Le SUV compact japonais assemblé à Onnaing conserve sa couronne avec plus de 212 000 exemplaires sortis des chaînes en 2025. Une domination nippone qui dure depuis 2012, à peine interrompue par le Peugeot 3008 pendant deux ans.
Toyota règne sur la production automobile française. Pour la sixième année d’affilée, un modèle de la marque japonaise décroche le titre de voiture la plus fabriquée dans l’Hexagone. Après la Yaris entre 2012 et 2017, puis à nouveau en 2020 et 2021, c’est désormais sa déclinaison SUV qui mène la danse depuis 2022.
Selon les chiffres du cabinet Inovev, la Yaris Cross totalise 212 539 unités produites en 2025 à l’usine TMMF d’Onnaing, dans les Hauts-de-France. Un volume qui place ce modèle loin devant ses poursuivants, dans un pays qui a assemblé au total 1,5 million de véhicules l’an dernier.
Un modèle exclusivement français
Contrairement à sa petite sœur la Yaris, dont la production se partage entre la France et l’usine tchèque de Kolin, la Yaris Cross sort exclusivement des chaînes d’Onnaing. Cette exclusivité confère au site nordiste un rôle stratégique pour Toyota, qui y concentre l’ensemble de la fabrication de son SUV compact destiné au marché européen.
L’usine française fonctionne à plein régime pour répondre à la demande. Le succès commercial de la Yaris Cross en Europe tire les volumes vers le haut, faisant d’Onnaing l’un des sites automobiles les plus dynamiques du territoire.
Le Peugeot 3008 en embuscade
Derrière le leader japonais, le Peugeot 3008 occupe la deuxième place avec 160 234 exemplaires assemblés à Sochaux. Une forte progression par rapport à 2024, portée par la montée en cadence de la deuxième génération de ce SUV familial star de la marque au lion.
Trois utilitaires Renault complètent le top 5 : le Kangoo fabriqué à Maubeuge, le Trafic produit à Sandouville et le Master assemblé à Batilly. Le cabinet Inovev rappelle que les véhicules utilitaires légers représentent environ 40 % de la production automobile française depuis plusieurs années, ce qui explique leur présence massive dans le classement.
Les françaises vendues en France ne sont pas fabriquées en France
Paradoxe de l’industrie automobile moderne : la Yaris Cross caracole en tête de la production française mais ne figure même pas dans le top 10 des ventes sur le marché hexagonal. Le SUV japonais part principalement à l’exportation vers les différents pays européens.
Les voitures les plus vendues en France proviennent d’ailleurs. La Renault Clio, championne des ventes, sort des chaînes turques de Bursa. La Peugeot 208, sa dauphine, est assemblée en Slovaquie. Il faut descendre à la sixième place des immatriculations pour trouver un modèle fabriqué sur le sol français : le Peugeot 3008.

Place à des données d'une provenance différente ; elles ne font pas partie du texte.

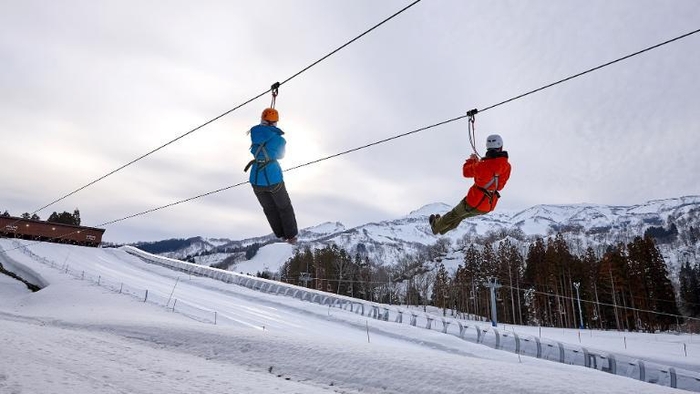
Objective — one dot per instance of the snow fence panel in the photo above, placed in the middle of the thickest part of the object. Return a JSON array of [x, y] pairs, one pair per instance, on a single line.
[[510, 341], [687, 380]]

La Renault 5 domine la production électrique
Sur le segment des véhicules zéro émission, c’est la Renault 5 qui s’impose comme le modèle le plus produit en France. Assemblée à Douai, elle totalise environ 80 000 unités et occupe la sixième place du classement général.
Renault a fait le choix stratégique de concentrer sa production électrique dans l’Hexagone. Le site de Douai accueille le duo R5/Alpine A290, le Scénic électrique et la Mégane E-Tech. L’usine de Maubeuge complète le dispositif avec la future R4 et le Kangoo électrique.
L’Opel Mokka produit à Poissy, la Peugeot 308 de Mulhouse et le Peugeot 5008 de Sochaux ferment la marche du top 10.
Une époque révolue des gros volumes
Le titre de Toyota masque une réalité moins glorieuse pour l’industrie automobile française. Les volumes actuels n’ont plus rien à voir avec ceux d’antan. En 2002, la Peugeot 206 dépassait les 500 000 unités produites, principalement à Mulhouse. Aujourd’hui, le champion plafonne à 212 000 exemplaires.
Cette érosion reflète les délocalisations successives vers des pays à moindres coûts salariaux et la fragmentation du marché entre une multitude de modèles. Le temps où Peugeot et Renault se disputaient le titre avec des citadines produites massivement sur le sol national appartient désormais à l’histoire.
La domination japonaise depuis 2012 illustre cette transformation. Toyota a su investir massivement dans son site français et y concentrer des modèles à forte demande européenne. Une stratégie payante qui lui permet de régner sur une production française certes moins volumineuse, mais toujours significative dans le paysage industriel hexagonal.